28-year-old Eduardo Cruz-Aragon is a Mexican American student born and raised in Merced, CA. He is a first-generation student and the youngest of two.
Eduardo’s parents migrated to the United States in pursuit of a better future for their family. Growing up, his parents worked long hours in the Central Valley’s crop fields to make ends meet.
At the age of 15 during school summer vacation, Eduardo worked alongside his parents picking tomato to help support their family. Even though Eduardos parents did not obtain a higher education, they always stressed the importance of his education and as soon as school started back up again they’d send him back to school.
Growing up, Eduardo was not very fond of his academics. There came a time where he contemplated dropping out of high school and working full-time alongside his parents.
Eduardo’s parents knew he was capable of doing much more than fieldwork, they encouraged him to complete his high school education. With a lot of work and resilience, Eduardo graduated high school with a 2.3 GPA.
After graduating high school, he decided to register for classes at Merced College in hopes of obtaining an associate degree. One day, he decided he was going to take a chemistry course as part of his general education. With reservation, he attended his first class and the rest was history.
Out of all subjects Eduardo had taken throughout his life, chemistry was the one that held his interest. Eduardo decided to take on his newfound interest and roll with it. After a couple of years at Merced College and many science classes later, Eduardo transferred to UC Merced.

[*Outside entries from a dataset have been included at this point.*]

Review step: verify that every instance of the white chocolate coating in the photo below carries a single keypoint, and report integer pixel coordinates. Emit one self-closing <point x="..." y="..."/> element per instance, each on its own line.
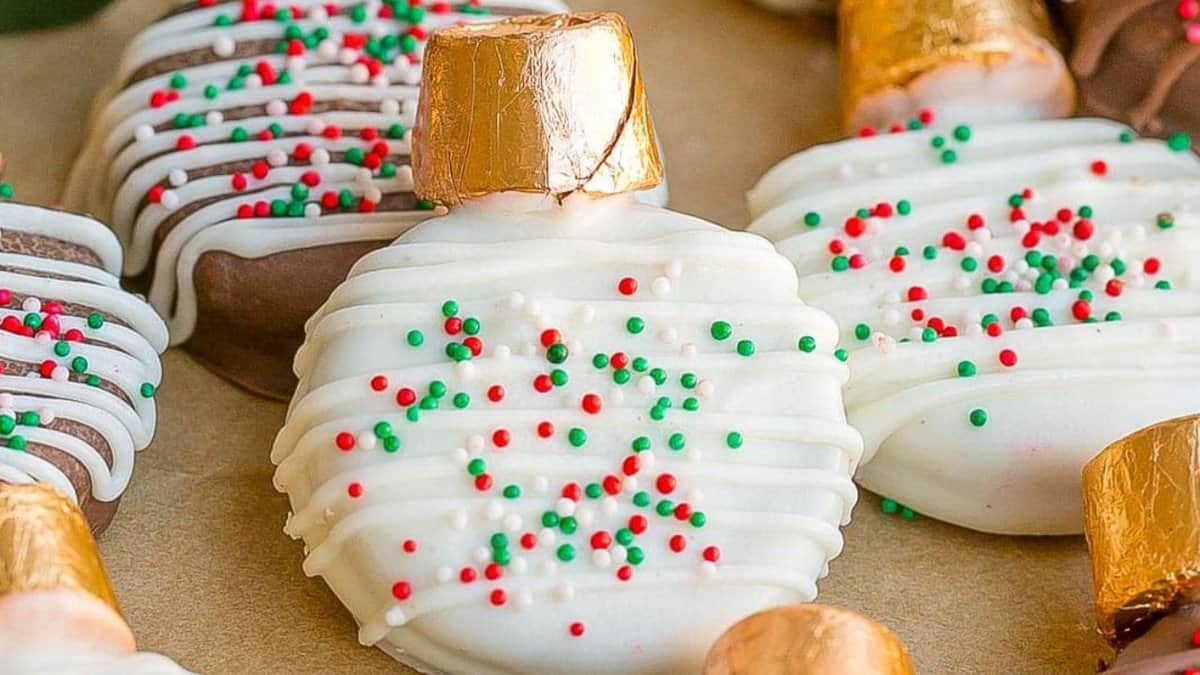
<point x="123" y="352"/>
<point x="1074" y="387"/>
<point x="520" y="264"/>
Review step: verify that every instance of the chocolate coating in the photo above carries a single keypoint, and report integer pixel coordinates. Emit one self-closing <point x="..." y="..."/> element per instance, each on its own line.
<point x="1134" y="63"/>
<point x="1167" y="649"/>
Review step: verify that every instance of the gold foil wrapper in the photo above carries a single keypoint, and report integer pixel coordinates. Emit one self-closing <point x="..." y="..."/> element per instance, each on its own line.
<point x="889" y="43"/>
<point x="46" y="544"/>
<point x="810" y="639"/>
<point x="1141" y="515"/>
<point x="546" y="105"/>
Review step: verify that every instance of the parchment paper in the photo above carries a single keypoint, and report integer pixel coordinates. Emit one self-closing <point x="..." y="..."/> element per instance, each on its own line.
<point x="197" y="553"/>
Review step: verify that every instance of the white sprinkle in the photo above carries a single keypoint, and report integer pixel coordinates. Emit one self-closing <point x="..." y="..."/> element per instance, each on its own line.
<point x="395" y="617"/>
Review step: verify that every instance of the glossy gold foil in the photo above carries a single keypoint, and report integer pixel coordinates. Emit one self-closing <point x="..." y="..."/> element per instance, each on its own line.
<point x="547" y="105"/>
<point x="46" y="544"/>
<point x="1141" y="514"/>
<point x="888" y="43"/>
<point x="809" y="639"/>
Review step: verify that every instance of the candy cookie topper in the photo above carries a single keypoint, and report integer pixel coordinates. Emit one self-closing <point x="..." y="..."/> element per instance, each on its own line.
<point x="526" y="138"/>
<point x="978" y="60"/>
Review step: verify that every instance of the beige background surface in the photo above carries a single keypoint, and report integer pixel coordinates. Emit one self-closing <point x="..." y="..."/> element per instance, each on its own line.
<point x="197" y="551"/>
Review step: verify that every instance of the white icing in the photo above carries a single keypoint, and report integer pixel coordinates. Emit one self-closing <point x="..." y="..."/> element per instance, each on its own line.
<point x="125" y="157"/>
<point x="1075" y="387"/>
<point x="126" y="357"/>
<point x="773" y="506"/>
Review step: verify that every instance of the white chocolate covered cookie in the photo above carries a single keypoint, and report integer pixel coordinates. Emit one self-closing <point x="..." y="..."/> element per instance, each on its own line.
<point x="587" y="437"/>
<point x="1014" y="299"/>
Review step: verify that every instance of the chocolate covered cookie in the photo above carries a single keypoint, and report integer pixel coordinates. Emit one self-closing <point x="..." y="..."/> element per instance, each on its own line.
<point x="78" y="359"/>
<point x="249" y="153"/>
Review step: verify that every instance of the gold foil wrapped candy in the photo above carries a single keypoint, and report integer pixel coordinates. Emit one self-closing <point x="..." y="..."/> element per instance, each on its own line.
<point x="53" y="585"/>
<point x="892" y="49"/>
<point x="1141" y="514"/>
<point x="546" y="105"/>
<point x="808" y="639"/>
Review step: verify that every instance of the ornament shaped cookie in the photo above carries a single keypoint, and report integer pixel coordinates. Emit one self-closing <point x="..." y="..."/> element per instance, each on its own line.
<point x="978" y="61"/>
<point x="1137" y="60"/>
<point x="249" y="153"/>
<point x="1014" y="298"/>
<point x="556" y="430"/>
<point x="78" y="359"/>
<point x="58" y="611"/>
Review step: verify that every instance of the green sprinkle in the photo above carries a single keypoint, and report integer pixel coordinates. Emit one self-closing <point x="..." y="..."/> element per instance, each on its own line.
<point x="745" y="347"/>
<point x="978" y="417"/>
<point x="577" y="437"/>
<point x="721" y="330"/>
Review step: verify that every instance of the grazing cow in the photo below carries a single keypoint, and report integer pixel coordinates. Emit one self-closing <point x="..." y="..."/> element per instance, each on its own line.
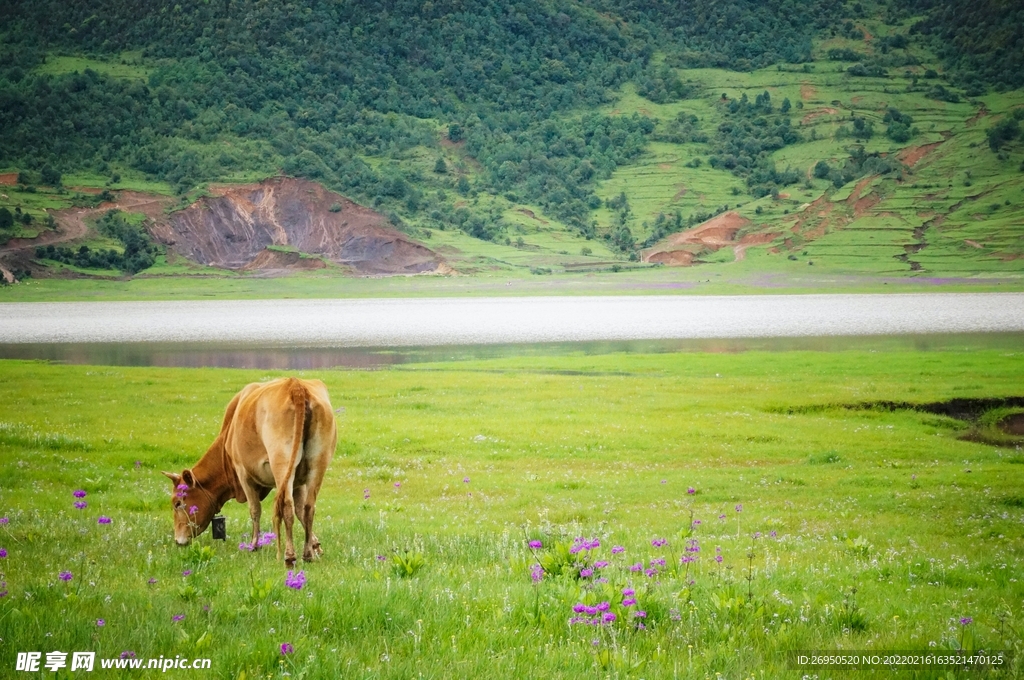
<point x="279" y="434"/>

During his time at UC Merced, Eduardo joined the optometry club, reached out to local clinics in his community, and got involved with volunteer services. After three years, Eduardo graduated from U.C. Merced with a Bachelor of Science in Human Biology and was admitted to Western University of Health Sciences where he is currently in his second year of medical school.
“Being a first-generation student and the first in the family to pursue a doctorate degree has not been easy but has been very rewarding, Merced has a shortage of doctors and physicians, several Merced residents choose to pursue a doctorate degree but only a very few come back to give back to our community”, Eduardo said.
Upon graduating, Eduardo plans to return to the Central Valley and advocate for minority students who were once like him wishing to pursue a degree in the medical field but having minimal resources and role models to look up to.
Eduardo is a strong advocate in giving back to the community that helped reform his view on education. He is sharing his story today to provide words of encouragement to students who might need them and to remind everyone that the only limits that exist are those we set upon ourselves.